Videos for Replacing Jet Ski Spark Plugs
When learning how to replace spark plugs or perform any kind of mechanical work, it can sometimes be helpful to watch a video of another person changing spark plugs on a jet ski. This is because people learn in a variety of ways.
Reading this guide on changing spark plugs in jet skis can give you a basic understanding of how the task is accomplished, but it won’t give you as clear an idea of how it is accomplished as being able to watch someone perform the task will.
Some people are also better auditory learners, and these people benefit from having verbal instruction rather than reading instructions in an owner’s manual or guide.
Here are some other good videos in addition to mine above that show how easy it is to replace spark plugs on a jet ski regardless of which model you own:
- Yamaha Waverunner VX Spark Plug Replacement
- How to Change Spark Plugs on Sea Doo Spark
- Changing Spark Plugs on Kawasaki Ultra 300/310 Jet Ski
These videos (and many others available on YouTube and elsewhere) can go a long way towards teaching you some basic maintenance and repair on your jet ski that you can perform at home in order to avoid putting the jet ski into the shop for repairs.
Besides saving you some money, learning how to perform these kinds of basic repairs at home can teach you more about how motors work and lead to you ultimately becoming a more self-reliant individual. How about that for some self-empowerment!
If It’s Not Spark Plugs, What Could It Be?
If you’ve changed out your spark plugs correctly to the best of your ability and it hasn’t positively affected the running performance of your jet ski, you obviously have some kind of other problem going on. There are several engine-related mechanical problems that can lead to a jet ski developing power loss or a hard start issue other than fouled spark plugs.
Here are some of the other issues you might be dealing with in your jet ski:
- Clogged fuel lines: Debris in your fuel lines can lead to a clogged carburetor, which in turn can lead to jet skis that are difficult to start
- A worn jet pump: The jet pump on the underside of the jet ski can become worn after years of use, and if it’s worn, this will lead to a symptom of heavy vibration similar to the vibrations felt in a jet ski with failing spark plugs.
- Bad battery: Often times when a jet ski’s battery is beginning to fail, either due to old age or cold weather conditions, the symptoms caused by a bad battery are similar to those caused by bad spark plugs. To rule it out, put your jet ski’s battery on a battery tester and test the charge to see how it’s holding up.
- Failing engine seals: Tight engine seals and gaskets are important for an engine to work properly, and when these seals begin to fail, so does the engine.

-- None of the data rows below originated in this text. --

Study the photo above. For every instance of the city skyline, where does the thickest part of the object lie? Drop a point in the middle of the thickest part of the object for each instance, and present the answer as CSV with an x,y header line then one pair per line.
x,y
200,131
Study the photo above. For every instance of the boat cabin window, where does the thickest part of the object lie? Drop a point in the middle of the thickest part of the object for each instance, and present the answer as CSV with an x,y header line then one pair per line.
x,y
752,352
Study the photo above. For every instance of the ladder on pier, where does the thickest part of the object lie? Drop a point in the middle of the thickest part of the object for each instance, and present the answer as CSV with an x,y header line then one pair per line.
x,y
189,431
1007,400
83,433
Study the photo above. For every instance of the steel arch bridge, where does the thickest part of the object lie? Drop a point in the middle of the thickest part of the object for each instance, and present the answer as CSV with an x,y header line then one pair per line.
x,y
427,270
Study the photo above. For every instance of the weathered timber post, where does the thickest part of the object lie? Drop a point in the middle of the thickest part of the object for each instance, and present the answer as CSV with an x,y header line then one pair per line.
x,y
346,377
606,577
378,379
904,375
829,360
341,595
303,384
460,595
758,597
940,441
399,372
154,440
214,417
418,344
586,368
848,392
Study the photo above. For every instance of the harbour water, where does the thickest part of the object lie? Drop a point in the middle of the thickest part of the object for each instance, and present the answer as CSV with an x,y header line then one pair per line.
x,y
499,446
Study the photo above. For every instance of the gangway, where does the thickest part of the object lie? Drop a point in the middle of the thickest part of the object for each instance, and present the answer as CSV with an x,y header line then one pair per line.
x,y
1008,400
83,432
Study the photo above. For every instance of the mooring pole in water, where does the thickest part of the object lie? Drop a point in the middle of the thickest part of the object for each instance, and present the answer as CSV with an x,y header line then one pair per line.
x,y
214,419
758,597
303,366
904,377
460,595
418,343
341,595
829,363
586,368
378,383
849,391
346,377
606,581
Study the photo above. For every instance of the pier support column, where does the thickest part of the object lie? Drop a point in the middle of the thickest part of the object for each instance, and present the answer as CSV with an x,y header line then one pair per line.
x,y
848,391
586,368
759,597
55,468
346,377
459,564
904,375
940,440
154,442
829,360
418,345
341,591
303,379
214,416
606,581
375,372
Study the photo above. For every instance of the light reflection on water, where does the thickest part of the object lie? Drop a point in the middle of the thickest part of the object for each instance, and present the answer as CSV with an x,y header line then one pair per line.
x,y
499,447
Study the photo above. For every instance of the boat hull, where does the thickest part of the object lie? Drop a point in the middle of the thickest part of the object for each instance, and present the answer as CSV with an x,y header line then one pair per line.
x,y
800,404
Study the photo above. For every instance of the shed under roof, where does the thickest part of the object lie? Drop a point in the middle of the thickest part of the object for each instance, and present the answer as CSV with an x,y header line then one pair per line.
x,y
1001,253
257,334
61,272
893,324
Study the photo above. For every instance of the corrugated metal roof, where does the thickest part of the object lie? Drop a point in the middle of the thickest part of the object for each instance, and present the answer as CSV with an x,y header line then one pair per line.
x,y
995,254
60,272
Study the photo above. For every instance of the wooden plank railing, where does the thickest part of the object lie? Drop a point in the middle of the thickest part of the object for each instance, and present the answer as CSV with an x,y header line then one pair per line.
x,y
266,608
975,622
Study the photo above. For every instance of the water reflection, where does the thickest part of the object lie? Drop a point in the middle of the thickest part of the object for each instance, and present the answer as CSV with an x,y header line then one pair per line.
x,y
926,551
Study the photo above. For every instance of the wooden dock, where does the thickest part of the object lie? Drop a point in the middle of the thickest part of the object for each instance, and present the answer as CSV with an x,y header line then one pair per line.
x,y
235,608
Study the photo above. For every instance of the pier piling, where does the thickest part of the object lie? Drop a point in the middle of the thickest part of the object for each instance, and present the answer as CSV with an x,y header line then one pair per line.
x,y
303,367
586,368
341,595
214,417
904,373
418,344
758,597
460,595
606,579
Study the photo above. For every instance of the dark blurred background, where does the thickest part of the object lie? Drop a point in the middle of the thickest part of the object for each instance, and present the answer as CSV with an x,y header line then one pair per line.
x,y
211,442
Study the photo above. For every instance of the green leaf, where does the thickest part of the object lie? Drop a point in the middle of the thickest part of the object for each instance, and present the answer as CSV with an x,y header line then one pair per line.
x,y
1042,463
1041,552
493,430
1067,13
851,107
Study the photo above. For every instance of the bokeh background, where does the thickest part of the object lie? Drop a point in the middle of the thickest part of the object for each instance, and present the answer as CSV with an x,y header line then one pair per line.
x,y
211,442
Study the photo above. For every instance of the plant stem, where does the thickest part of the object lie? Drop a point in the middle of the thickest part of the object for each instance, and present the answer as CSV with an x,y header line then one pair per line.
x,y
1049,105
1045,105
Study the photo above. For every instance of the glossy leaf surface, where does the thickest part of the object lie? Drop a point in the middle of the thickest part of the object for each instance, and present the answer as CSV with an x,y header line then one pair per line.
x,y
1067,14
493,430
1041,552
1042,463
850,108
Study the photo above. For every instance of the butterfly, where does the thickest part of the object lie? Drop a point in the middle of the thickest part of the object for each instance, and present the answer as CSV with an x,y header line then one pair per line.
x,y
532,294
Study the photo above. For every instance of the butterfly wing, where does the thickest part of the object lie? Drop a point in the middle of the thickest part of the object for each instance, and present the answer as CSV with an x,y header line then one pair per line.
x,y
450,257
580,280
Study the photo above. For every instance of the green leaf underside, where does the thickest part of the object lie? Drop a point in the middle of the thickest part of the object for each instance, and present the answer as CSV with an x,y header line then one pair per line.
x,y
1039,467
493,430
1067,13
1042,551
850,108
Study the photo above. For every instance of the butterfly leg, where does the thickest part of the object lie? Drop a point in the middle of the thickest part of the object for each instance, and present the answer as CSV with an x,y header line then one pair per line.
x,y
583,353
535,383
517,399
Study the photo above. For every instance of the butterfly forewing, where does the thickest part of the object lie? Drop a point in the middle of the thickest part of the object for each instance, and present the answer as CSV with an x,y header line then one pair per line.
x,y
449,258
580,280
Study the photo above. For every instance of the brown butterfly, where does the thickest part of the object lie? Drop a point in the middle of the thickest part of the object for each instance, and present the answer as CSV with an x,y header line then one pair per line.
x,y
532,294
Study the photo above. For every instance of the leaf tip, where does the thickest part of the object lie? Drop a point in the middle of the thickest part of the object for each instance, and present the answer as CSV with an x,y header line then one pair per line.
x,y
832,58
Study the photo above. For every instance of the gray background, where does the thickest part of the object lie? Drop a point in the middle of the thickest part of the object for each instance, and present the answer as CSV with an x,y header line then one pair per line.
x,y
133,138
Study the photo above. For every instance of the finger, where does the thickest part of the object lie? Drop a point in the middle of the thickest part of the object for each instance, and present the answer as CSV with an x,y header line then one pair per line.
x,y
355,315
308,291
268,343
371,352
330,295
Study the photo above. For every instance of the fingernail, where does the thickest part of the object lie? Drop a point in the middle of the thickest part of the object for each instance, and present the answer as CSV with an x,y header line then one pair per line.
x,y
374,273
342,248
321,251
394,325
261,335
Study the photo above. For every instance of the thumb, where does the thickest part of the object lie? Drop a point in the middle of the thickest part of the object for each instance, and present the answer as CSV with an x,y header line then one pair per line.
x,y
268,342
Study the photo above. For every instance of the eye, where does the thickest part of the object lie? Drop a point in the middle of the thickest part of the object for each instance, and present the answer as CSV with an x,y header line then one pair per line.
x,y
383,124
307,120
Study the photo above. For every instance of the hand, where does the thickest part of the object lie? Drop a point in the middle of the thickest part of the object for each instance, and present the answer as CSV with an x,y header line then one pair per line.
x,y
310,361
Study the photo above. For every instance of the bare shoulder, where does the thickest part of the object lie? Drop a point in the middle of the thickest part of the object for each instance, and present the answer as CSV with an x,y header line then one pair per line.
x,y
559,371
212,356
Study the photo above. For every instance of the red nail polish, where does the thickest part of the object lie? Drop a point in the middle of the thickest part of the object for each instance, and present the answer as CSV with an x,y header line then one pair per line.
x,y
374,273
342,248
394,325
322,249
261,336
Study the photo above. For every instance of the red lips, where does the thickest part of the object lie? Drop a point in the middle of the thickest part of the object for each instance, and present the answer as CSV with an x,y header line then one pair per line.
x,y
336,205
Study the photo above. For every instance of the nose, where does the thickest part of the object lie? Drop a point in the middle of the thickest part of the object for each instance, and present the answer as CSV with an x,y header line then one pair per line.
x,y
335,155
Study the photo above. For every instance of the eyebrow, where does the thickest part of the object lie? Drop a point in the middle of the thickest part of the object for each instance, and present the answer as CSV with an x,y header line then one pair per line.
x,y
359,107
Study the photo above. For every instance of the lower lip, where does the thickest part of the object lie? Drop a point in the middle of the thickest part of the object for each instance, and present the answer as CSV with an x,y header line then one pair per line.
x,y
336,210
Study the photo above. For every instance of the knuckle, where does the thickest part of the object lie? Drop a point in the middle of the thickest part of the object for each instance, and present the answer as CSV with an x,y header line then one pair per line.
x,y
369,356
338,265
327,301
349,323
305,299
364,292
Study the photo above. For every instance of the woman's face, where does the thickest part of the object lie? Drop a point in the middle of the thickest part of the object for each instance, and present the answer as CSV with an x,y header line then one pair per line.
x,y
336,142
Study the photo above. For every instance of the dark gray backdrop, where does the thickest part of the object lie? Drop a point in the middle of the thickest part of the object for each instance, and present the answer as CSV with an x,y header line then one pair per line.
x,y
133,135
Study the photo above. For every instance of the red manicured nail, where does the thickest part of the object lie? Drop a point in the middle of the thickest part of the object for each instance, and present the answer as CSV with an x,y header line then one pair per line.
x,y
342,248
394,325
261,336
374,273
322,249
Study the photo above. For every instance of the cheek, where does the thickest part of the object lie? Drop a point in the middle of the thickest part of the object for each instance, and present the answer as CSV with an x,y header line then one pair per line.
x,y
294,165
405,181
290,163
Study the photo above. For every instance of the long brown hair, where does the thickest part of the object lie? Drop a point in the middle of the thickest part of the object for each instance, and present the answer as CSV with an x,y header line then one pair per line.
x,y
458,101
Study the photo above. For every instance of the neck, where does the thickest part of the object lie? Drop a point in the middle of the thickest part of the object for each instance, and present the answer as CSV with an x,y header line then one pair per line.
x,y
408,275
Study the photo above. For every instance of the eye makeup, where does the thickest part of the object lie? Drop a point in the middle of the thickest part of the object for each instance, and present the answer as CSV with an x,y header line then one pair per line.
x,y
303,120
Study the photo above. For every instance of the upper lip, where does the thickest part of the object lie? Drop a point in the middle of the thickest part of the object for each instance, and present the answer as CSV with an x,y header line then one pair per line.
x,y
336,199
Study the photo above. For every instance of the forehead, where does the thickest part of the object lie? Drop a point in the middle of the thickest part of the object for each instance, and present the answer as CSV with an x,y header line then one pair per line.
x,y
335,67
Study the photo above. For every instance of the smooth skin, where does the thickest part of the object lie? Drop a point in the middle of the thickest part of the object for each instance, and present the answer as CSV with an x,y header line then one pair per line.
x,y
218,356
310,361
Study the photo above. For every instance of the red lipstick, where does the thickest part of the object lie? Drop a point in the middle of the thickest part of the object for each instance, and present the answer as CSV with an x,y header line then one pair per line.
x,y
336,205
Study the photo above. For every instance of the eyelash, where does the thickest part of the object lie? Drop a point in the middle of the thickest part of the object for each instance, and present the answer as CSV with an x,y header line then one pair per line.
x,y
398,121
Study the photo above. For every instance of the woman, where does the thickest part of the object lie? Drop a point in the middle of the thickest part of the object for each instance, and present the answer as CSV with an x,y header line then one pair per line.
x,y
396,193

Gasket repair is usually intensive engine work best left to a mechanic.
Problems like these typically require tools and know-how beyond a layman’s abilities, so don’t feel bad if you end up calling in a more knowledgeable cavalry charge to help out. Small engine maintenance isn’t for everyone, and you’d rather pay a repair bill than know you’re the cause of even more expensive damage.
Jet Ski Spark Plugs Can Be Replaced at Home
Regardless of whether replacing the spark plugs in your jet ski fixes any running problems, it might have, spark plugs go bad on jet skis often enough that replacing them as regular maintenance typically falls to the owner rather than a mechanic.
Since this is the case, learning how to replace the spark plugs on your jet ski is an almost crucial skill involved with keeping one. If you can’t remember the last time your jet ski’s spark plugs were changed, pick up a box of spark plugs, grab your owner’s manual, get started!